I don’t see (good) mass transit and AVs at odds with one another, but rather complimentary. Every auto off the road makes the remaining auto transit more efficient. Less autos on the road also frees up roads for bikes and pedestrian use, a big plus in denser urban environments in need of more green and public space.
Ultimately you just cannot get around the physics of it. If you have a 50 person vehicle, the average person is going to need to wait for 50 people to get on or off during their ride. In order to do that, they're going to have to make a bunch of stops. To do that, the vehicle has to slow down and speed up at a reasonable acceleration rate, so the average speed is necessarily much slower than the maximum speed.
With fixed routes, you also cannot get around having to walk to and from the station/stop, and you can't get around having to wait at least some time for the vehicle to arrive. For most trips you also can't avoid having to do a transfer with more walking/waiting.

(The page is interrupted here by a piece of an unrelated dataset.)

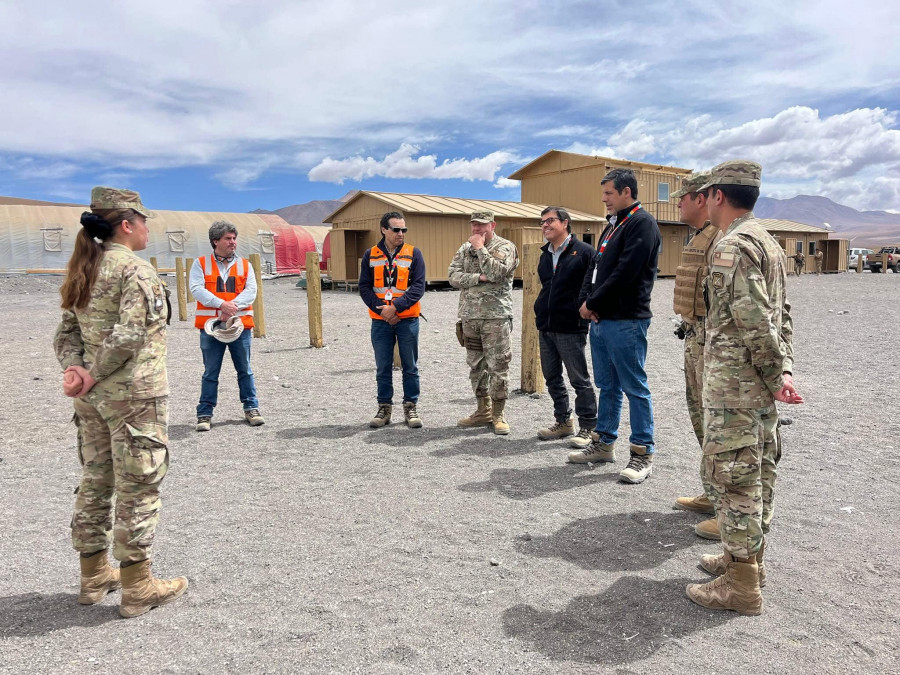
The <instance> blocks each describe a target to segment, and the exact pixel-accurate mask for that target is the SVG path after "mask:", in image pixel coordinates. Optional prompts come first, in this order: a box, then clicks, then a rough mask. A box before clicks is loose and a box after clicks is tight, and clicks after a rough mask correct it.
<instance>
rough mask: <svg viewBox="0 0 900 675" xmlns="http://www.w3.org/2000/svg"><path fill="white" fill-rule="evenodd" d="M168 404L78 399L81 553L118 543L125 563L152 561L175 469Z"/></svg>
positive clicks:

The solution is less passengers per vehicle so there's less stopping, and dynamic routes so that there's less walking and less waiting. You can't really do door to door dynamic routes with lots of passengers, because you'd be going too far out of your way and it would be slow.
This wasn't possible before because you had to pay a driver, but if a driver is low cost, the game is completely different.
I can’t wait until this tech makes it to private vehicles.
You probably don't like single/low occupancy vehicles, and that's fine, I'm not here to convince you otherwise. But this particular argument is nonsense, it applies to every new technology ever.
At the very least you'll need to stick a human behind the wheel to take the blame when the technology fails like Tesla does. You can't remove humans from the corporation centered blame shifting society because you remove available scapegoats leaving the company without a blame shield. Perhaps they'll hire third world people for lower wages to remotely watch the AI car feed all day and auto-fire them in the event of a crash.
This is all still a worse deal than Uber hiring humans to do it all, they outsource all of the maintenance and liability onto some rando that they can ban from the app if they get uppity and then take a cut of the profit in exchange for running a data center and some ads.
I'm imaging a situation where an attacker can step in front of the vehicle, have it safely stop, before demanding you hand over your valuables, breaking a window to get in etc.
As a passenger you're trapped in an enclosed space and left without a way to escape, where as a human driver would be able to make the judgement call to do whatever is necessary to get out of danger.